The Pocket Rank column in the Spreadsheet shows the pocket rank determined by the free energy of probe occupancy for a pocket. The pocket rank 0 has the lowest free energy.
The Receptor Volume column in the Spreadsheet shows the receptor volume for a pocket in a representative conformation selected from the cluster center conformations generated during cryptic pocket analysis. Two representative conformations are selected for each pocket (high occupancy probe binding site). One of the conformations has the highest receptor volume within the range 100 to 1500 Å3. Another conformation is the one which has a receptor volume value close to the volume of the high occupancy probe binding site.
The Reference Receptor Volume column in the Spreadsheet shows the receptor volume for a pocket in the equilibrated structure used to start the weighted ensemble MD simulation. Comparison of this value with the Receptor Volume value provides an indication of the pocket opening and closing during the simulation.
Sort and Select Pocket Receptors.
Clicking on the Pocket Rank column in the Spreadsheet Panel sorts the representative conformations by the pocket rank in these conformations, in either ascending or descending order.
After sorting the structures by rank in the Spreadsheet, click on a row with the Pocket Rank and Receptor Volume values of choice. This will display the protein structure in the Viewer panel corresponding to the selected row.
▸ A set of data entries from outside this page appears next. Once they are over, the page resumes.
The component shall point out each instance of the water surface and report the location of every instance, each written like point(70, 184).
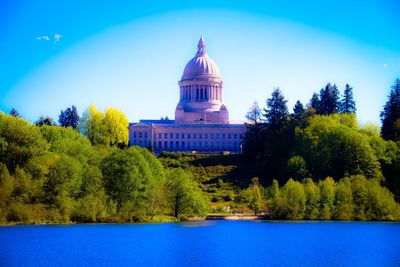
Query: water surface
point(210, 243)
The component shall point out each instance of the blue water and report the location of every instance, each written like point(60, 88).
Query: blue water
point(215, 243)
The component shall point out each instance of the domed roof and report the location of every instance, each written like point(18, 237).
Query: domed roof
point(201, 65)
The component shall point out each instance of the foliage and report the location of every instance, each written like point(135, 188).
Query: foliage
point(390, 116)
point(347, 104)
point(109, 128)
point(184, 194)
point(351, 198)
point(276, 113)
point(69, 117)
point(14, 113)
point(253, 195)
point(329, 100)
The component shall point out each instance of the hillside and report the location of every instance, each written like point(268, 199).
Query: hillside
point(221, 176)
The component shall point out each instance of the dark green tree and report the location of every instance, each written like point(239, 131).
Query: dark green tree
point(298, 110)
point(45, 121)
point(69, 117)
point(390, 116)
point(314, 102)
point(347, 104)
point(329, 100)
point(276, 114)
Under All Data, click on the small caret next to the corresponding design unit to display all components present in this design unit.
Click on Receptor, Inner Contour (IC), and Outer Contour (OC) to visualize the receptor. The receptor will appear in blue-colored mesh. After visualizing different design units and their receptors, you can select an appropriate design unit for Gigadock or SiteHopper analysis.
Failure Report¶
Your job might fail and generate a Failure Report. Open the Failure Report to see the instructions. The analysis can fail for multiple reasons.
The cryptic pocket detection method you chose failed to detect a pocket. It is possible that one or all of our cryptic pocket detection methods fail to detect the pockets. All three methods use different approaches and define “cryptic pockets” in a different manner. For example, the Probe Occupancy Analysis Floe will fail if no sites with high probe occupancy were identified.
No significant conformational changes associated with cryptic pocket formation were observed during the simulation. This could happen because of insufficient sampling or when the normal modes used as progress coordinates could not efficiently sample pocket formation. You may consider extending your weighted ensemble MD simulation using the Continue a Weighted Ensemble MD Simulation Floe and rerun the cryptic pocket analysis with the extended protein sampling. Alternatively, you can perform another weighted ensemble MD simulation using a different set of normal modes as progress coordinates with high variance in the region of interest in the target protein.
It is also possible that your target protein is highly inflexible; therefore, it doesn’t show conformational changes that can potentially reveal a cryptic pocket.